Discussion/Conclusion
When a malignant cutaneous tumor arises within or in close proximity to SK, there has been a debate over whether the malignant tumor has actually originated from SK or instead represents a collision tumor. In previously reported cases of SK associated with SCC in situ, the region of SCC in situ has been seen on histopathological examination to be in direct contact with the SK region and most authors have considered that SK transforms directly to SCC in situ [1-10]. On the other hand, in the present case, we have observed two different histopathological regions between the main SK region and the region of bowenoid AK. This observation suggests that SK transformed to bowenoid AK via at least three steps of histological change.
Our patient had been treated with several immunosuppressants before the AK lesion had developed, and immunosuppression has been reported as a risk factor for developing SCC in SK [8, 10]. In addition, our patient showed no other AK lesions beyond that arising within the area of SK, whereas AK usually develops as multiple lesions. These observations support the idea that, at least in the present case, bowenoid AK developed from SK by malignant transformation.
Statement of Ethics
Informed consent was obtained from the patient.

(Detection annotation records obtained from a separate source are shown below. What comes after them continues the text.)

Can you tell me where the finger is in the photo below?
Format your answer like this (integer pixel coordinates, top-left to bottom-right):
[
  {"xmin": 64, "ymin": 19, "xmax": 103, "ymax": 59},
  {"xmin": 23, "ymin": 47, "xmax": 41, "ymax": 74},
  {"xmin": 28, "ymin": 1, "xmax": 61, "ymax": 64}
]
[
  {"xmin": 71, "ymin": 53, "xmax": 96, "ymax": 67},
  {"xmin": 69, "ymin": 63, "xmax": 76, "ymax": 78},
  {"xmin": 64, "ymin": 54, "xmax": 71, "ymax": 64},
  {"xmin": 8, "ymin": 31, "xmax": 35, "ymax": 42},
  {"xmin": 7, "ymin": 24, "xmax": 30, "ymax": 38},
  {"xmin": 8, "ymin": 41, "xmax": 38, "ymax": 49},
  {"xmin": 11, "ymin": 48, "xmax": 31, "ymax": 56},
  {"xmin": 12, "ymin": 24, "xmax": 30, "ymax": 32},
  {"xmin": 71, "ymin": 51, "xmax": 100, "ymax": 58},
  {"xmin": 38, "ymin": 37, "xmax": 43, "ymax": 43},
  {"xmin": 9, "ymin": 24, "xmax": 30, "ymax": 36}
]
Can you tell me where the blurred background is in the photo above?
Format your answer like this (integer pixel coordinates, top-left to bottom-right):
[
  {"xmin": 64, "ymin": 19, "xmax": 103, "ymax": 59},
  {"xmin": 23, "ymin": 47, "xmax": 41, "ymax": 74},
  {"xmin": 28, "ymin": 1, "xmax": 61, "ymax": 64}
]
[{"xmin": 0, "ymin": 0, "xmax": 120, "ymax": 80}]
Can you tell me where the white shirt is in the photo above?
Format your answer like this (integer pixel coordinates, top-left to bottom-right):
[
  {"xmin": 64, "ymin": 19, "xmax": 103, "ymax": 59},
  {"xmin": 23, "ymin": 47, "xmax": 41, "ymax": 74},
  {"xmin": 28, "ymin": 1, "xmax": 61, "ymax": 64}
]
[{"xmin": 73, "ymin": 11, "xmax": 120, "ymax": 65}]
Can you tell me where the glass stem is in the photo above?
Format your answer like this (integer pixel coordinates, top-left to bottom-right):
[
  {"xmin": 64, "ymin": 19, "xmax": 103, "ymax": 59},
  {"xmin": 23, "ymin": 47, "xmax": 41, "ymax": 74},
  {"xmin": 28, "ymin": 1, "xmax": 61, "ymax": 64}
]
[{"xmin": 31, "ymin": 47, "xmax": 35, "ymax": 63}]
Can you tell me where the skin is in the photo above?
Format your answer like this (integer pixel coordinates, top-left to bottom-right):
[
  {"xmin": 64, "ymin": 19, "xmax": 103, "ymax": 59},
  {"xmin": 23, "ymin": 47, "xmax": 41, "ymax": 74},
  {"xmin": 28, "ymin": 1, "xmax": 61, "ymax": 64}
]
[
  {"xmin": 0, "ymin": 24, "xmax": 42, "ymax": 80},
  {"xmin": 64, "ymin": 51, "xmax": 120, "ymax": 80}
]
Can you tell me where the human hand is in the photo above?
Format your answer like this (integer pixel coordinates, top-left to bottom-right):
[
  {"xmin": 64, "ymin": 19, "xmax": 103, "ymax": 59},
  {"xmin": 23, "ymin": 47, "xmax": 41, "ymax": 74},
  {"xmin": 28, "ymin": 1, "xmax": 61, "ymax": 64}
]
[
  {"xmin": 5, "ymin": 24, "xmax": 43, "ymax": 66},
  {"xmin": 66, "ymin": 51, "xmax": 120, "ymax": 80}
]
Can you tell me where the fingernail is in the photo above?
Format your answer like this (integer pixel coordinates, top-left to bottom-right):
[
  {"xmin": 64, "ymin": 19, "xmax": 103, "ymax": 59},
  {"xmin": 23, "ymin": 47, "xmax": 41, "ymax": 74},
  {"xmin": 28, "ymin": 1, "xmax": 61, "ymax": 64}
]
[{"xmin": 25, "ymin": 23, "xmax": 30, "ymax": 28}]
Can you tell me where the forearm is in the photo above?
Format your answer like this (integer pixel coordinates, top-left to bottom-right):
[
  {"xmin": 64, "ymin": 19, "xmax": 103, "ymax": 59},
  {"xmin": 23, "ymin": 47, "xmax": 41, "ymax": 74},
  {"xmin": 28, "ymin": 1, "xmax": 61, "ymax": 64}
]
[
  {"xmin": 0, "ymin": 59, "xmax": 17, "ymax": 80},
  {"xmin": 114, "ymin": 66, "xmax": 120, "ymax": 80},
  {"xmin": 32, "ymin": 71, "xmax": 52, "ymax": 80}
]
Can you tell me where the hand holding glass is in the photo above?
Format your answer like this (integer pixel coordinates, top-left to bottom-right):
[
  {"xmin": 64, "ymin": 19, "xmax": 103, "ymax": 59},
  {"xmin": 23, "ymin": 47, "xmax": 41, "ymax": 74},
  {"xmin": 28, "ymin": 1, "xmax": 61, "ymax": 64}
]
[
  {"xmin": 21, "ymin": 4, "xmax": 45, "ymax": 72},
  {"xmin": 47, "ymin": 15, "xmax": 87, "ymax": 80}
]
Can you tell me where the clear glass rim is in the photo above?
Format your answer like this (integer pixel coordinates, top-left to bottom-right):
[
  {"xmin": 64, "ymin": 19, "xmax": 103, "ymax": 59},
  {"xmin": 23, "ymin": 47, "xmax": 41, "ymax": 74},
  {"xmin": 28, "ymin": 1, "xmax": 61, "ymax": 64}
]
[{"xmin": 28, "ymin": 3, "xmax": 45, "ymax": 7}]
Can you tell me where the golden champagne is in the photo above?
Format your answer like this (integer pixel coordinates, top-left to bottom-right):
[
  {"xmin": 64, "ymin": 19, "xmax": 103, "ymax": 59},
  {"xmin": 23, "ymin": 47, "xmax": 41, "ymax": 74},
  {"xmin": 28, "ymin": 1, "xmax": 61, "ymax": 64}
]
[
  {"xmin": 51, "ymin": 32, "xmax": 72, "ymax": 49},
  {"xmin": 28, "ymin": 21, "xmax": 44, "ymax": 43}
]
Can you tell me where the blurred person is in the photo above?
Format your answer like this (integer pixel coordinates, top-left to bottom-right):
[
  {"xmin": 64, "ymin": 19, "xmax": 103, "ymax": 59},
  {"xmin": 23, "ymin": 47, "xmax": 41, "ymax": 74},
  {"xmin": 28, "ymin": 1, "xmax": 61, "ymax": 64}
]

The study complied with the Declaration of Helsinki.
Disclosure Statement
The authors declare no conflict of interest.
Funding Sources
None of the authors received any financial support for the present study.
Author Contributions
All authors have contributed significantly. Dr. Oka conducted the dermatological examinations of the patient and wrote the manuscript. Dr. Yamamoto performed the histological analyses. Dr. Fujii treated the patient surgically. All authors are in agreement with the content of the manuscript.